Though as a child I did suffer from the idiosyncrasies of taste common to most of us in our formative years - mushrooms, of course, offended my palate, as did most fruits for textural reasons (a crisp, ripe apple being the exception) - I nevertheless loved vegetables. I recall reading a study few years back which determined that children who prefer salty snacks such as pretzels to sweet snacks like cookies are more amenable to the idea of eating vegetables but less likely to eat fruits than peers who reach for the Oreos, this latter group showing the opposite preference, and my tastes largely supported this finding. Given my current dietary view, I would now question these stark categories of salty and sweet and thus the study itself, since the sugars in pretzels are only marginally less refined than those in cookies. Anyhow, what I am working around to is that, whatever the underlying cause and whatever the relationship between my real food and junk food preferences, I have always liked parsnips.
In the produce aisle parsnips look like beige carrots. Like carrots they are beinnial, meaning in the first year of life they have a relatively innocuous growth habit, and all surplus energy is used to create a large taproot. This taproot, harvested after sufficient growth in the first year, is the form in which they are most commonly eaten. If allowed to remain in the ground, or, in the case of more tender varietals in harsher climates, assisted by various means I won't detail, in the second year the plant will bolt a towering flower stock, set seed, and die in the fall.

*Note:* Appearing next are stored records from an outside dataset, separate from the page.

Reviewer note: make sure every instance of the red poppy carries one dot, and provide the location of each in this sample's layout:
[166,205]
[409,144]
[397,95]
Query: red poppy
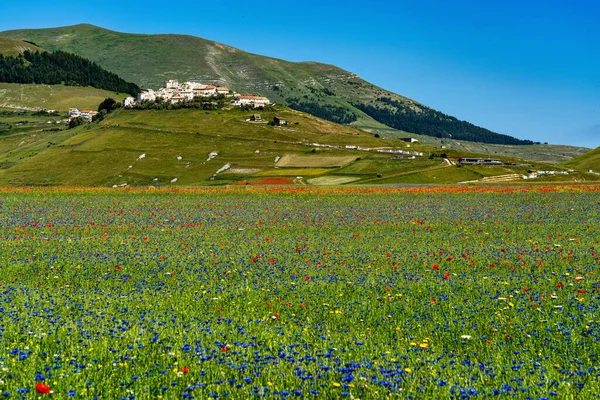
[42,389]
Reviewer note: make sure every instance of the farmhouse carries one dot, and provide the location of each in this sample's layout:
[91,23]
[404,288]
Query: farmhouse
[170,84]
[205,91]
[147,94]
[409,140]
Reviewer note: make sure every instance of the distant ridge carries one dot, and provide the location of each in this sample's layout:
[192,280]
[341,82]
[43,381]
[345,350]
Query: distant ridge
[323,90]
[13,47]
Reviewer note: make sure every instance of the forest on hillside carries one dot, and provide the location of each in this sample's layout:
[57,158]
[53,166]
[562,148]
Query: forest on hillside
[61,68]
[429,122]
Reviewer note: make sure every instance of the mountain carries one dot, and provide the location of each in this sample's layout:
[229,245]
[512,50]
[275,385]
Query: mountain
[195,147]
[13,47]
[323,90]
[588,161]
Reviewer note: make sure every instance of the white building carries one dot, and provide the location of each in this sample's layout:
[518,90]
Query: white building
[205,91]
[147,94]
[251,100]
[171,84]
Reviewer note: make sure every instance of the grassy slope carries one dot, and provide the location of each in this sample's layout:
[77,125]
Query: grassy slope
[57,97]
[13,47]
[549,153]
[150,59]
[590,160]
[107,154]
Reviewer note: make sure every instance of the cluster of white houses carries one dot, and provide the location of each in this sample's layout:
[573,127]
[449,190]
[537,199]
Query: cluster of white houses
[87,114]
[174,92]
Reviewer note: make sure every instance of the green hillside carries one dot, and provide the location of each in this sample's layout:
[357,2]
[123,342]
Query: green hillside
[13,47]
[323,90]
[158,148]
[55,97]
[586,162]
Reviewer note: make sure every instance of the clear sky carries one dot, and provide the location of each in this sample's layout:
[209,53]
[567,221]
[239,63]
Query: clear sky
[530,69]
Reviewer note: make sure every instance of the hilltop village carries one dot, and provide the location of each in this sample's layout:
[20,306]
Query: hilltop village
[174,92]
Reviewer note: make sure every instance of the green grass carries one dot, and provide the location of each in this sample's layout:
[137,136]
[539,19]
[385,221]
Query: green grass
[585,162]
[148,60]
[13,47]
[55,97]
[432,293]
[106,154]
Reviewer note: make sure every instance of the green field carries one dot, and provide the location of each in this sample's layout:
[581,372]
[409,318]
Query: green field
[358,293]
[590,160]
[52,97]
[13,47]
[177,144]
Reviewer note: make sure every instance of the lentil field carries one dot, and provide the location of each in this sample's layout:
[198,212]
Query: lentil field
[288,293]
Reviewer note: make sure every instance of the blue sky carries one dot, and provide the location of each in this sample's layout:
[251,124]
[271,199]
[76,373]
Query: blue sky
[530,69]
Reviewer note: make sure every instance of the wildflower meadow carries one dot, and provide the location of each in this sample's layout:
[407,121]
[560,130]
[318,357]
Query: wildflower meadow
[289,293]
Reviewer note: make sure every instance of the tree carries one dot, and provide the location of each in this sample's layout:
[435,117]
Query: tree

Alanna and I first noticed parsnips after the snow had melted, when we kept stubbing our toes on their tops in the area beside the hops barn. They were shouldering up out of the ground as dense as checkers on a checkerboard. Wild parsnips, unlike wild carrots, are virtually indistinguishable from their domestic counterparts, meaning we could have dug these up and roasted them, which, as previously established, I would have enjoyed. But we had not seen the leaves or flowers of the plants and thus were put off by the admittedly slight chance that the tubers were actually poison hemlock, though this fear has been validated to some extent by a few instances of this plant further upstream. (This is not related to the hemlock tree, of which we have many. The plant that poisoned Socrates resembles a parsnip in its odor, roots and leaves, but less in its flowers.)
As spring progressed into summer the parsnips grew stalks topped with yellow bursts of tiny flowers, some seven feet tall. In addition to the large stand next to the hops barn, numerous individuals and groups shot up on the fringes of the driveway, throughout the pastures, and in a near continuous band around the perimeter of the large barn.
When I was learning to distinguish the parsnip from its deadly doppelganger I learned much about it, but the most common point of interest was that the sap from the vegetative portions of a parsnip can cause phytophotodermatitis, meaning that when sunlight hits an area of skin that has the sap on it, holy hell breaks out.
So it was idiocy unmitigated even by ignorance when I went after it with a weedwacker a few days ago and thought nothing of the plant matter sprayed up and down my arms. The blisters should subside quickly, but the discoloration could last for months or longer.